European Golden Boot – Kypros Michael, who was on fire, and not for the first time this week.
Managers’ Player of the tour – Jim Grimley, who rescinded a penalty decision in our favour, and awarded a penalty against us in a space of five minutes.
There was one further award. I do not recall what it was for but I won it. It had the silhouette of “Big Ears” on it – another bitter pill to swallow.
No man left behind
This was not strictly true because not everyone came back together. Four left early. Andy White and Peter Milcoy travelled back on Sunday morning. Paul Zanelli and Jason Yardley drove back on Monday.
Cultural differences /Language barriers
You always get moments on tour when cultural differences or language barriers create mildly amusing situations. Last year we had Kypros Michael ordering a quickie instead of a quiche in a Belgian restaurant. This year it happened underground, in the Wellington quarry/tunnel and involved the word ‘helmet’, guaranteed to induce tittering in schoolboys and footballers. This is how it went:
Female French tour guide: “Look up and hold on to your helmets”. Steve Blanchard (three seconds later): “Oops, wrong helmet”
Other Tour highlights
I cannot say it was the Champions League Final.

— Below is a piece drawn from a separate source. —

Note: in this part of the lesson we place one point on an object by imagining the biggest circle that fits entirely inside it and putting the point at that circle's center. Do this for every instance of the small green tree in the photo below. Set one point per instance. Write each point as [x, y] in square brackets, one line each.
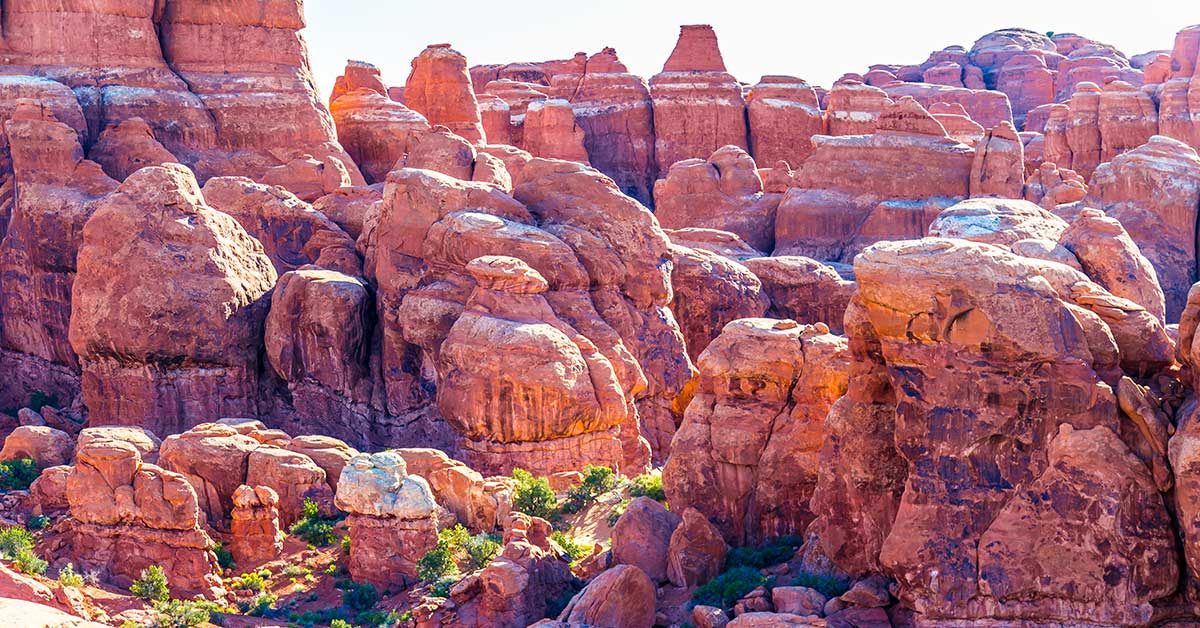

But on the same day we were able to witness a socio-political event which is rare under our system. I refer of course to a political march/demonstration so common in France. Saturday was a big day for anti-Macron protests. Trades unionists, SNCF workers, public sector workers, refugees and asylum seekers, the unwashed all seemed to be in it.
Phil Anthony’s jokes were as expected. Here is a sample:
• What do you call a fat psychic? Answer: A four-chin teller.
• Patient: Doctor I think I am going deaf. Doctor: Which ear is it? Patient: 2018
There is a beer for the reader who can attribute the highest number of the following quotes correctly:
I have plenty of lube.
I was expecting something bigger.
They are marching for better showers.
Pat, look there is a saga coach over there.
We should go on Segway football tour next year.
Why haven’t India won the football World Cup?
Who dropped their guts in the tunnel?
No melted cheese on my burger please. I don’t like the word melt.
Don’t put your head in your hands (Karius) you’ll drop it
Getting back (28 May)
We took the opportunity of an earlier crossing than planned. There was no time to visit the tunnel terminal for a bit of shopping. Peter Harvey knew he was back in England when he lost his broadband connection. There was time for a swift half in the clubhouse.
What goes on tour stays on tour
I wish I could tell you more. If I did I would be banned from next year’s tour. Mrs M has already queried two crafty references I made to next year’s tour within half an hour of getting home, whilst noting that I did not bring back the big box of chocolates I had promised.